The king was dead. The elders were separated and wounded. The kingdom was in turmoil.
As we heard it, the Dawn elder fell first. Daleth was closest to the crystal and fragments had destroyed his mask. When he returned to the Megabird, his realm began to dissolve. Lush plains became rolling dunes. Despite it, people and lights shone in the sands. That steadfast Passage guide kept leading her pupils to their self-discovery. The craftsman kept making candles. The chipper boatsman kept waving at the dwindling number of travelers. Soon only a single island remained inhabited. An Isle of Dawn. Eventually, it too was lost in sand.
One of the Sunset twins succumbed next. The other grieved with wailings heard across the realm. Mere days later, both Sah and Mekh were gone. Their temples and monuments were overtaken by snow and covered in ice. The people who remained diverted their attention to games, eventually competing each other to death throughout their so-called Valley of Triumph.
Teth hadn’t been seen since the Shattering, and was finally found drowned in a flooded river. Her people couldn’t risk recovering her body without being washed away themselves. They did their best to hold out hope as the years passed, but the endless, poisoned rain soaked through flesh and dampened Flames until, shivering and fatigued, they would collapse and be extinguished. The quiet extinction earned the realm a new moniker: Hidden Forest.

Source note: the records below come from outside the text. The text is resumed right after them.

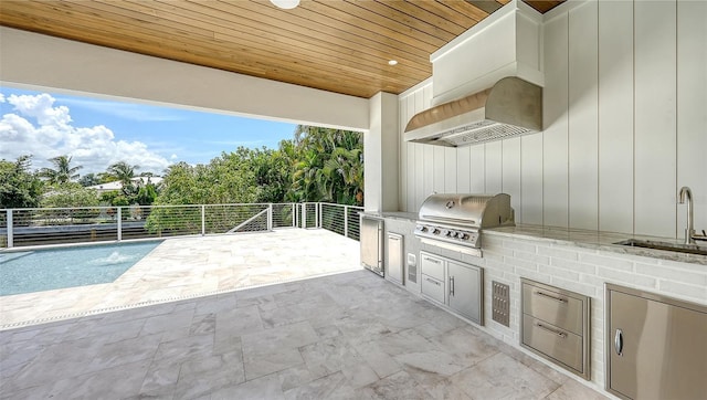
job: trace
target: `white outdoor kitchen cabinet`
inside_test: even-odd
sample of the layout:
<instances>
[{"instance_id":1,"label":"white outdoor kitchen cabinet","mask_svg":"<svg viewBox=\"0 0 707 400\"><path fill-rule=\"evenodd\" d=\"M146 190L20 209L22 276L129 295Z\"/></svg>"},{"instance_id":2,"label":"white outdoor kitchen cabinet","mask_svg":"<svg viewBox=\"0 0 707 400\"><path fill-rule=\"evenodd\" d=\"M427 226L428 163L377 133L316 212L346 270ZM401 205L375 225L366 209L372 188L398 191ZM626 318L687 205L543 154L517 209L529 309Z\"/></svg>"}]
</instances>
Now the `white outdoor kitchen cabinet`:
<instances>
[{"instance_id":1,"label":"white outdoor kitchen cabinet","mask_svg":"<svg viewBox=\"0 0 707 400\"><path fill-rule=\"evenodd\" d=\"M483 270L424 251L420 260L422 295L483 325Z\"/></svg>"}]
</instances>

Some said that Tsadi wept for Teth. Tsadi’s realm, though hit the hardest by the darkness, stood firm for some time. Dusk became a constant battlefield, sand whipped into rolling storms that blotted out the sun. Creatures of darkness devoured animals and people alike, uncaring of where the light came from. Dusk became the Wasteland right under its people’s feet. Tsadi did all he could, and his people were only ever grateful.
By the time Tsadi fell, Ayin was already gone. Day was, for many, a final respite. The inhabitants did their work collecting butterflies, making jars, and sending boats out to the clouds. Shards would fall but were ignored. Sometimes one could forget what had happened. Sometimes one could ignore how Ayin slept for longer and longer periods until he didn’t wake at all. Sometimes one would call the realm by a new name before falling asleep. The Daylight Prairie was the last known realm to fall.
No one truly knew what happened to Lamed and her realm of Night. The great library was sealed off with all its scholars and a handful of refugees inside. It became an impassable Vault. For all the knowledge it contained, no one heard anything from the king’s old advisor and scribe. Lamed was the one who reliably provided answers, yet she was silent and her Vault offered no help.
Of all the changes wrought on the kingdom’s people, it was the children who changed the most. Eden’s fall affected them in ways we couldn’t understand. They developed a new symbiosis with light that we could only dream of. They craved sources of light. Fires, torches, massive stacks of candles, anything that gave light attracted them.
Unfortunately, this attraction to light drew them to Eden’s Storm.
Day after day, children would pour through Eden’s gates and throw themselves into the darkness to reach the eye of the Storm. Their husks became as numerous as stars and neither their guardians nor their peers were able to stop them.
Eventually the realms fell silent. Shining children appeared, always gazing at Eden. The storm raged and the broken crystal erupted with the forgotten king’s Flame.
Then one day, many years later, when the realms were all but forgotten and their lost lights were all but embers, a little star fell to the outskirts of the kingdom.